I will probably go for an easy swim tonight. Though I cleaned out the part of the basement dedicated to bikes last night, and did an assessment of what needs to be done to the family’s five bikes (My beauty road bike, my beater road bike, my beater mountain bike, Missy’s hybrid, and Jake’s tiny bike) prior to spring. Although the rains have washed much of the sand off the roads, and I may be sorely tempted to log a quick 15 or 20 miles on Saturday.

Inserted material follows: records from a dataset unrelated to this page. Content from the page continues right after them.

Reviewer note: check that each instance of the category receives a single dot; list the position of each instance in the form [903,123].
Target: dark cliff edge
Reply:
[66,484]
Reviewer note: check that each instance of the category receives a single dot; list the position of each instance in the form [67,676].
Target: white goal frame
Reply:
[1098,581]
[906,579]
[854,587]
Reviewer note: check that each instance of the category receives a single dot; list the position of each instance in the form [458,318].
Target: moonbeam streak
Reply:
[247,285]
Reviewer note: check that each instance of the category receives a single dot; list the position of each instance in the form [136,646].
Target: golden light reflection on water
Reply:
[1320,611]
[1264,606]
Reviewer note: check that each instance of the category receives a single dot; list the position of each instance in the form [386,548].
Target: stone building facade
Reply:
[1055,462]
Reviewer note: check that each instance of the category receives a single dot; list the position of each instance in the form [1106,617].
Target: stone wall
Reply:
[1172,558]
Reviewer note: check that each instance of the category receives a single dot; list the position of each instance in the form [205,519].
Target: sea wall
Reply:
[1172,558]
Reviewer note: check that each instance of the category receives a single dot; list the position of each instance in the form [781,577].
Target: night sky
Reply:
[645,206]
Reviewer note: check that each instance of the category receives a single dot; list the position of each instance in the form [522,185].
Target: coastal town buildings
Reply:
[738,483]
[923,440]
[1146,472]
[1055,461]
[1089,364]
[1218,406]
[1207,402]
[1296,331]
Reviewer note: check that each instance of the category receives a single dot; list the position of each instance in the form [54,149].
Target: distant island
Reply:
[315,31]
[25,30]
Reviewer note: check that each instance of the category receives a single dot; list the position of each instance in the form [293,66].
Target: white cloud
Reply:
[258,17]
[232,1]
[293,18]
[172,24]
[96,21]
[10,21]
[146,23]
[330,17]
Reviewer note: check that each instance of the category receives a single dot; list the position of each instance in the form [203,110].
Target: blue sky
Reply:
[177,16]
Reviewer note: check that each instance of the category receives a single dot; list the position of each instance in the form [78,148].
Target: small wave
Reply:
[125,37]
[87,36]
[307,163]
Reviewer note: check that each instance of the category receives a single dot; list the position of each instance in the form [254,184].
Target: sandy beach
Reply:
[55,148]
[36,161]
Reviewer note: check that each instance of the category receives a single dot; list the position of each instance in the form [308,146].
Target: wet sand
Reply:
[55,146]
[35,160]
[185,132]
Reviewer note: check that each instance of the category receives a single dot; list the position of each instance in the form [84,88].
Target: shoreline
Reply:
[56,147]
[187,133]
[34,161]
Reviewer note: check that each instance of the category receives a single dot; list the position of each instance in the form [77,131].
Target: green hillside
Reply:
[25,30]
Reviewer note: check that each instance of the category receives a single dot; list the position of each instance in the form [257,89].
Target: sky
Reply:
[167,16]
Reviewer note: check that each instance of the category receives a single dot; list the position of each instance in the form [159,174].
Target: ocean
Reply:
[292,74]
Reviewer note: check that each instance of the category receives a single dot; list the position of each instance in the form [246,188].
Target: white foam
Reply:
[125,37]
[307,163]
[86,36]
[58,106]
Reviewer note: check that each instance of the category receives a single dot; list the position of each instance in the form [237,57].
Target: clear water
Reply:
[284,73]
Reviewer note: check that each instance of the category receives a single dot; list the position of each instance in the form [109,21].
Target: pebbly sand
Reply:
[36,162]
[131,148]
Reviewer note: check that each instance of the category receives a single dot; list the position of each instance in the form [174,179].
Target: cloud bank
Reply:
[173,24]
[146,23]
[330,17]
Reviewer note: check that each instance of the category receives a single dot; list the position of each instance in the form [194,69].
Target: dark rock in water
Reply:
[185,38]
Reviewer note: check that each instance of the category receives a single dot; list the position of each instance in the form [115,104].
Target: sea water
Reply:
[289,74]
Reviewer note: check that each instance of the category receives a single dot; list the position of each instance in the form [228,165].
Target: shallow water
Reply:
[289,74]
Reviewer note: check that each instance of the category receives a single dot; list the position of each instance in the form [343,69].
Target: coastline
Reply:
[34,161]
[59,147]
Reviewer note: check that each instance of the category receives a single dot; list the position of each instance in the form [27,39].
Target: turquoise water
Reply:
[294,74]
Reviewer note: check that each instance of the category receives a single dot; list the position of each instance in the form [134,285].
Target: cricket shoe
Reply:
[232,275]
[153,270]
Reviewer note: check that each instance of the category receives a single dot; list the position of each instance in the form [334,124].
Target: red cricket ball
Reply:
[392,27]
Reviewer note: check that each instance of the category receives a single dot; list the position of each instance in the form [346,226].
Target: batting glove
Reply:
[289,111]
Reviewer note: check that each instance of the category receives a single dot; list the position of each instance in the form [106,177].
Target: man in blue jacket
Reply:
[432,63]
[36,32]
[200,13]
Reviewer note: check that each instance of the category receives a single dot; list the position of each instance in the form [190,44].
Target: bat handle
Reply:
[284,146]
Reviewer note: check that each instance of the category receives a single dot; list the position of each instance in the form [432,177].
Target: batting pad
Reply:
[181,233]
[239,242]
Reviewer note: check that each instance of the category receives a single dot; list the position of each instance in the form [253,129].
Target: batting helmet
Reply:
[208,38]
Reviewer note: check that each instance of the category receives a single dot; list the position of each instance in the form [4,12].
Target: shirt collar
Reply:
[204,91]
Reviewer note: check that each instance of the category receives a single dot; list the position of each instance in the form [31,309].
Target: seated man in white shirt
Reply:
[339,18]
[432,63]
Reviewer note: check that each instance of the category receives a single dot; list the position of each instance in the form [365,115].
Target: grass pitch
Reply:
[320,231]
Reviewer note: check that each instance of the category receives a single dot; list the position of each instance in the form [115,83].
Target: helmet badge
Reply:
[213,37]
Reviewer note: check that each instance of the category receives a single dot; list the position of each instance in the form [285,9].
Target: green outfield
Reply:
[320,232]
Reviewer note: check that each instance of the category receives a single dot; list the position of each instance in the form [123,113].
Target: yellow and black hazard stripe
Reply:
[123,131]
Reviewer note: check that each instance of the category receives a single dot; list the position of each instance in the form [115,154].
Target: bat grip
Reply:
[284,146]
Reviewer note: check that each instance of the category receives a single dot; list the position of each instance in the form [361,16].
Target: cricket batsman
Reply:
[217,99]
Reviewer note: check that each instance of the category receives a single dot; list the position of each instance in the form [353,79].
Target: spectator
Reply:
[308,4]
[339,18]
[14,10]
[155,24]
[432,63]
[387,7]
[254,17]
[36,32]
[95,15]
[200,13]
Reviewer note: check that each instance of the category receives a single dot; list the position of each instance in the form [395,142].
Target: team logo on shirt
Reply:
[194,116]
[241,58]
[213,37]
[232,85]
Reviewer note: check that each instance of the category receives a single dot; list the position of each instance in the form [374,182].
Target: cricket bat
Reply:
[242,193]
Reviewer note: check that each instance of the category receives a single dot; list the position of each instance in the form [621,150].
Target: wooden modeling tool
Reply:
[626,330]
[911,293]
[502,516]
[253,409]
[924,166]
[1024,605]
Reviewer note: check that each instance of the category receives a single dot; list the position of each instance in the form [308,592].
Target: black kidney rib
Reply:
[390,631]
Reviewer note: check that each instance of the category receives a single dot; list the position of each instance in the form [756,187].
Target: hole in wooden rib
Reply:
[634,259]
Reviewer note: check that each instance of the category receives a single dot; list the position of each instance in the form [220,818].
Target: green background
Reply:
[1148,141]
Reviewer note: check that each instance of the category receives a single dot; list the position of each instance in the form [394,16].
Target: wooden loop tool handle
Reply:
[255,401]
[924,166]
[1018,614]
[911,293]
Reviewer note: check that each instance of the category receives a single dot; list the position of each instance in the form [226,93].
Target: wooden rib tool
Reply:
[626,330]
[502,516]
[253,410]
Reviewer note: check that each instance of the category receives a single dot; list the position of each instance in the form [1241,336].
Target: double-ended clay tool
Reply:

** The reason I nag is that I’ve had a couple of FOAF (Friends of a Friend) whose lives have been saved by donated blood. I understand that not everyone can give, too, and apologize in advance if for whatever reason you can’t.

Slipping?

Forgot to bring a drink for lunch today, so I stopped at the Circle K (or 7-11, or Stop ‘n’ Go). Picked up a Squishy. Did I break Lent? I vote no: the goal was to give up eating crap, and a Squishy is not food. Supporting the no vote is this morning’s unofficial weigh in somewhere south of two pounds lighter than Monday.

Quick run at lunch after two epics – Programmed the Forerunner for a 5K. Finished in 24 something, a 7:57 average pace. Yeah, baby, sub-8’s. I think I could have done a 7:45 if I’d pushed down to nothing, but it was windy, windy. The last mile was almost all into the wind, and was about an 8:20 pace.

Great run, although I’m kind of getting paranoid about having three strong runs in a row and still feeling gooooood.